Many photographers become frustrated with in-camera metering inconsistencies and the need to compensate regularly. After trying the incident meter for themselves, most have come to the same realization as I have—that obtaining correct exposure can be much simpler and more consistent using a handheld incident meter than an in-camera reflected meter.
Although the reflective meters built into cameras are convenient, they're burdened with problems. In-camera meters measure the intensity of light illuminating the sensor. The light can come directly from the sun, a flash, specular highlights into the lens or reflected off elements within the frame. The in-camera reflected metering recommendation varies with the size of the subject relative to the meter pattern, background and subject tonality, and built-in algorithms. You need only shift the camera, keeping the subject in the same position within the frame, from horizontal to vertical, when using Evaluative/Matrix metering to see the meter recommendation change. More often than not, the exposure recommended will need to be altered to suit your vision of the scene: how you want the main subject to be rendered in tone relative to the background environment. I choose not to use in-camera metering in situations where experience has shown the readings to be erroneous, inconsistent or in doubt.

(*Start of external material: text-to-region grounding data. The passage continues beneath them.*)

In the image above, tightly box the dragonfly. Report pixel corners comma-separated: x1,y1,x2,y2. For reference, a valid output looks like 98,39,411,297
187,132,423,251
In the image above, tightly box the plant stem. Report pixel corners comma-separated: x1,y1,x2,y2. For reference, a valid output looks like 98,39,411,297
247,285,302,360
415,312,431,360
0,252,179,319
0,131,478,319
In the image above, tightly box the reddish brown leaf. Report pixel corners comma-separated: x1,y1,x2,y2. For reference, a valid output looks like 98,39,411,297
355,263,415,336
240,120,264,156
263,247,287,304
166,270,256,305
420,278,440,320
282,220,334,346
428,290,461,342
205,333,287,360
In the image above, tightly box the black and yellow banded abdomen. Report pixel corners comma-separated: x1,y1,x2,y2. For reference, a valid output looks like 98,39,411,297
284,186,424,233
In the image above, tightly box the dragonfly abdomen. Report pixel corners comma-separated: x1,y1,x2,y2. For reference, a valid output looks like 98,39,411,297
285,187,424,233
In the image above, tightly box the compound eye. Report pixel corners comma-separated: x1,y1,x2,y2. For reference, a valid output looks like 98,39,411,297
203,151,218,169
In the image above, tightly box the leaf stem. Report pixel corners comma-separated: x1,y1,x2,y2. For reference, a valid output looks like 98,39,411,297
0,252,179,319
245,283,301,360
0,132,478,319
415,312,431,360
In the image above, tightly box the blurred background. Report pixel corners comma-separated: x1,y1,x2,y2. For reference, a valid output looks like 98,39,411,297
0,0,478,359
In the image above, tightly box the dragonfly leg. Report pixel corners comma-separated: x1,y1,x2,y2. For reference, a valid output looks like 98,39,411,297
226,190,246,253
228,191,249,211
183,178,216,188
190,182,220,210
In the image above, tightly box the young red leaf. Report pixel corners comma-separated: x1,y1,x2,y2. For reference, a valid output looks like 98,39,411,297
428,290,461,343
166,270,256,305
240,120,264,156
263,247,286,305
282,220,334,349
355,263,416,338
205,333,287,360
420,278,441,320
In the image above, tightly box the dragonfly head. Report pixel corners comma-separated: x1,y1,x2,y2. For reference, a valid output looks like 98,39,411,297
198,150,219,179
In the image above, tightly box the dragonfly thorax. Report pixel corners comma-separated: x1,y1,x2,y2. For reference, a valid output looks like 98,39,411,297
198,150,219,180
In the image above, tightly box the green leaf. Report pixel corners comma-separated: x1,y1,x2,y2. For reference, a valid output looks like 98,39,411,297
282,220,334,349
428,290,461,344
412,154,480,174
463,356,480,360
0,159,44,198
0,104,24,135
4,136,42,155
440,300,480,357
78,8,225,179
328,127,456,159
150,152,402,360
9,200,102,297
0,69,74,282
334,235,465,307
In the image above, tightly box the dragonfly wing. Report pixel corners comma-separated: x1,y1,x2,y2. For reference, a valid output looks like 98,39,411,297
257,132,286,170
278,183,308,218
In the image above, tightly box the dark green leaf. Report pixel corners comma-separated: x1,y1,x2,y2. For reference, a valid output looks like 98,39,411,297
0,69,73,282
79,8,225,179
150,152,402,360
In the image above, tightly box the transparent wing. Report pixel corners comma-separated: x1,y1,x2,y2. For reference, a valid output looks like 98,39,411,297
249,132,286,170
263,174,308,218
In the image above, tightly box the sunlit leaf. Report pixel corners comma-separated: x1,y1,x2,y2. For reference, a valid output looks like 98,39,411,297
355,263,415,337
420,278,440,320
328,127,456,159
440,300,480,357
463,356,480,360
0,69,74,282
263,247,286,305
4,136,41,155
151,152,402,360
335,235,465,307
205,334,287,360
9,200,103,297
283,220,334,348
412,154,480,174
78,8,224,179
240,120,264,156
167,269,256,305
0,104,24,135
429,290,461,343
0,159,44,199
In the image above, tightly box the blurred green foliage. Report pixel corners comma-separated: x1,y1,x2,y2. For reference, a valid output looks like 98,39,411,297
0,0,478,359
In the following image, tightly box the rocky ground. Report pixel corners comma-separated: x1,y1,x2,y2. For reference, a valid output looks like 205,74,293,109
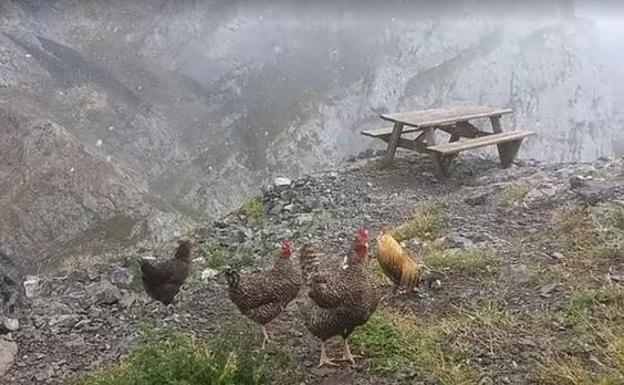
2,152,624,385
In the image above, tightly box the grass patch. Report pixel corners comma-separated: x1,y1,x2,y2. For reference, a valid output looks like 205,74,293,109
203,242,255,271
241,197,264,226
498,182,530,208
390,203,445,241
423,248,496,275
552,204,624,262
75,321,296,385
352,303,516,384
351,310,479,383
536,287,624,384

You can use a digital camera's histogram to check exposures after the fact, but while in-camera histograms are handy, useful tools, you don't always have the ability to stop shooting and consult the histogram to see that you have the correct exposure. Also, an in-camera histogram represents the global tonal values present in the frame; it doesn't tell us if the most significant element is appropriately exposed. You easily could be off your ideal exposure and not know that from the in-camera histogram. Isolating the element/subject/area of most importance via a selection in Photoshop and viewing the histogram therein is more beneficial in ascertaining critical exposure as it relates to the overall image.
Light meters presume all subjects are of average reflectance, often called the midtone because it falls in the middle of the zones between pure black and pure white. All light meters measure one thing: the intensity of light, be it an in-camera reading by measuring the light reflecting off a subject or an incident reading by measuring the light as it falls onto the subject.